Мысли Чокана Валиханова об отношении к фольклору, его данным представляют непреходящую методологическую ценность. Высоко оценивая богатое устное народное творчество казахов за простоту, отсутствие всяких чудес, он писал: "Для истории народов кочевых и вообще племен, не имеющих письменности, источниками были и будут полубаснословные их легенды и отрывки известий из летописи цивилизованных народов, с которыми они имели столкновение". Он подчеркивал, что "всякое искаженное, баснословное предание" может считаться достоверным только "при сличении их с историческими указаниями", то есть с данными письменных источников. Потому сведения преданий Чокан называл "не историческими фактами" (12). Такой подлинно научный подход к фольклору, его данным явно не устраивает Артыкбаева и ему подобных.

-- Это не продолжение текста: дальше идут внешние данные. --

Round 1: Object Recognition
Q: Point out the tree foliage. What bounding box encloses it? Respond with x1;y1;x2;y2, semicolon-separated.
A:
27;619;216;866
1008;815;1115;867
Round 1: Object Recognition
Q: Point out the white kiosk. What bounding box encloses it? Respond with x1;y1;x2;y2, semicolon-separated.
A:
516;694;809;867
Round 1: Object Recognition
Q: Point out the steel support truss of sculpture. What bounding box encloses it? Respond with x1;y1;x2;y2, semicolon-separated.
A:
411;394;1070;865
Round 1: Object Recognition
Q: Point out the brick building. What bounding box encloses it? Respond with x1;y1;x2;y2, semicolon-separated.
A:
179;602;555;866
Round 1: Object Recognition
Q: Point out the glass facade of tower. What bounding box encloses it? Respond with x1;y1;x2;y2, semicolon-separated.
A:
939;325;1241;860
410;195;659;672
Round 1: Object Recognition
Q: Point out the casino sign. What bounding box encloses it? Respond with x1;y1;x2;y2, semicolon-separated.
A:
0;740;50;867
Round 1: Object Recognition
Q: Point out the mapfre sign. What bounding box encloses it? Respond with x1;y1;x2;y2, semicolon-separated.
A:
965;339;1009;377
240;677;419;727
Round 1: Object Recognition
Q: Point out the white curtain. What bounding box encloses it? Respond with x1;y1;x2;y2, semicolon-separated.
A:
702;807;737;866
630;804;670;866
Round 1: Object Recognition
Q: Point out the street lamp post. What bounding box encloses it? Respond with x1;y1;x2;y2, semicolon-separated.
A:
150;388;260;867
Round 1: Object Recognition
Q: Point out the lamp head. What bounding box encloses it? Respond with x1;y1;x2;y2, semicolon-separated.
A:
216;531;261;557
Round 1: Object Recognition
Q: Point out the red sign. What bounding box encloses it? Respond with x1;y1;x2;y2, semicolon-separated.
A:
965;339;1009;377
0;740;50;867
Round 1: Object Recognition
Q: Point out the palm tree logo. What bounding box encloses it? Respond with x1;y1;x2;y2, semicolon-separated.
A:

Учебник содержит много незрелых формулировок, ошибочных и даже порочных выводов и заключений, а также массу фактологических ошибок. Так, автор выдвигает совершенно дикую версию о существовании в эпоху бронзы в Центральном Казахстане народа "мык", он разделяет давно уже отвергнутое в науке мнение о тождестве различных по происхождению, языку и физическому типу народов: эфталитов (хайталов, абделов) и гуннов, не задумывается даже, почему последних называли "белыми гуннами". Он некритически подошел к ошибочным положениям А. Н. Бернштама и потому считает, что гунны разгромили Римскую империю и установили феодализм, не различает хуннов и гуннов. Артыкбаев не знает, что жужаны и авары были одним народом. Заявляя, что большая часть жужан была истреблена тюрками в середине VI века, он допускает двойную ошибку: большинство жужан подчинилось тюркам (лишь 20 тысяч, вероятно, воинов, бежали на запад и, подчинив местные гуннские и угорские племена, создали с центром в Паннонии - современной Венгрии - могущественный Аварский каганат), тюрки никогда не вели истребительных войн. Автор бездоказательно утверждает, что государственной идеологией Тюркского каганата был туранизм. Не все семь племен, составивших этнос кимак, были по происхождению татарами, как считает автор. Он ошибочно включает кыпчаков в состав 24 огузских племен.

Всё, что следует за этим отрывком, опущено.